教室に入ると。

なんと瀬賀は寝ていた。

起こして話しかけようかとも思ったが、あまりにすやすやと気持ちよさそうなので、起こすのも気が引けてやめた。

私は近くの席に座って、ターゲットが起きるのを待つことにした。

そうしていると、自然に視線が瀬賀の端正な顔立ちにひきつけられてしまう。

「きれい.....」

おもわずもれたつぶやき。

その瞬間、涼しげな瞳がぱちりとあいた。

あわあわとしている私を一瞥し、思いがけないことに瀬賀は笑った。

とけてしまいそうなほど、柔らかい笑顔だった。

「おはよう、天使。今、俺のことみてただろ」

「え....」

「だって寝てないし。あと俺の事きれいって言った。」

うそ!ばれてたの!?

動揺する気持ちをなんとか押し込めて、あくまでも冷静に、でも少しひかえめを思わせる口調で私は言う。

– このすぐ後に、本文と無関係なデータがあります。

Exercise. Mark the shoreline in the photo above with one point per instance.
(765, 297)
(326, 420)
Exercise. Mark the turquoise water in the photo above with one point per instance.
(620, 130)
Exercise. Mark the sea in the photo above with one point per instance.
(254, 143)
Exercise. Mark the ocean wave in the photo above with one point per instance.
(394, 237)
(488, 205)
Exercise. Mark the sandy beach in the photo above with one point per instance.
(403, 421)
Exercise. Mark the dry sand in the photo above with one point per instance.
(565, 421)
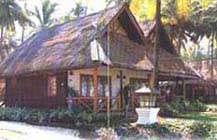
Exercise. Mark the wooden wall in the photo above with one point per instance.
(32, 91)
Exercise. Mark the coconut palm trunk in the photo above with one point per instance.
(156, 45)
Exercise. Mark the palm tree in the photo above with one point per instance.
(44, 14)
(10, 12)
(23, 23)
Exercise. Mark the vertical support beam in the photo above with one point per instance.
(121, 89)
(149, 79)
(95, 84)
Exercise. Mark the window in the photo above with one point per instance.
(87, 88)
(137, 83)
(52, 87)
(103, 86)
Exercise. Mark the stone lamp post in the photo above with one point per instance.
(147, 111)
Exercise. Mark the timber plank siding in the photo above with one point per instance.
(32, 91)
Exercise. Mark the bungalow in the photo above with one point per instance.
(208, 86)
(89, 58)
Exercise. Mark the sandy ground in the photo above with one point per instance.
(22, 131)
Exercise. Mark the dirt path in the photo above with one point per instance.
(22, 131)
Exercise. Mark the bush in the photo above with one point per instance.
(46, 115)
(202, 129)
(196, 129)
(174, 108)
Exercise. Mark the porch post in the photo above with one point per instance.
(95, 84)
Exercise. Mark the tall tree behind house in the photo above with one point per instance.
(10, 12)
(44, 13)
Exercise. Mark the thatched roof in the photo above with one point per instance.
(203, 67)
(67, 46)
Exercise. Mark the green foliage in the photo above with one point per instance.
(174, 108)
(46, 115)
(196, 129)
(202, 129)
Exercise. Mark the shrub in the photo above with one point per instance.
(46, 115)
(172, 109)
(202, 129)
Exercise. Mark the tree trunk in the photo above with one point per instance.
(1, 43)
(211, 57)
(23, 34)
(157, 42)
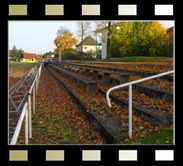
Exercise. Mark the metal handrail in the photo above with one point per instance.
(130, 93)
(26, 112)
(19, 125)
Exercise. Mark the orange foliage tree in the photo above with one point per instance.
(64, 40)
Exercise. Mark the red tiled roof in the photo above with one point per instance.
(29, 55)
(48, 56)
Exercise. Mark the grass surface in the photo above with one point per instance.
(165, 136)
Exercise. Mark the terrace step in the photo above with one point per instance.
(153, 116)
(149, 90)
(146, 89)
(91, 85)
(140, 73)
(110, 130)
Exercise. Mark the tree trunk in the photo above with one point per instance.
(108, 41)
(82, 34)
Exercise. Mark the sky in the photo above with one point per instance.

「ごめんなさい..ただちょっと瀬賀くんとなかよくなりたいなーなんて、思ったり、して」

この控えめなしゃべり方は、しゃべるのが苦手なのに頑張ってしゃべってくれているのかな、という錯覚を引き起こす。

ここまでくれば、8割方攻略完了...

「うーんむりかな」

「えっ!!」

思ってたのと真逆の答えが返ってきたため、私は思わず大声をあげてしまった。

瀬賀はからかうように笑みを含んでいる。

「天使の事、教えてくれないなら、俺だって教える気ないよ」

やばい。完全に見透かされてる。

いつのまにか瀬賀はいつものポーカーフェイスにもどっていた。

「な、なに言ってんの?!」

「だっていつも誰かにずかずかプライバシーに踏み込む質問ばっかするくせに、自分のことを一切話さないだろ?」

「そ、それは、なかよくなりたいからっ....!」

「そんなうわべだけの友達に仲良くとか言ってんのか。きいてあきれた。」

瀬賀がふわぁとあくびをしてそっぽを向く。

「私は!瀬賀君にきいてあきれたって言われる筋合いはない!!私の事、何も知らないくせに!」

思わずとびでてしまった大きな声。

自分で驚いてしまい、とまどっていると。

「っ!」

突然瀬賀に手首をつかまれた。

振りほどこうとするけど力が強くて振りほどけない。

「じゃあ教えてもらおうかなこれから、天使の事。」

な、なに言ってんのコイツ。

私は必死に手を振りほどいた。

教室にはぞろぞろとほかの生徒が入ってくるところだったので、私は小さくため息をつき、自分の席に着いた。といっても、となりだけど。

さっきつかまれた手首にはまだ感触が残っている。

手大きかったなあ...って!!何考えてるんだ私は!!!

私はフルフルと首を振り、いらない考えを取り払った。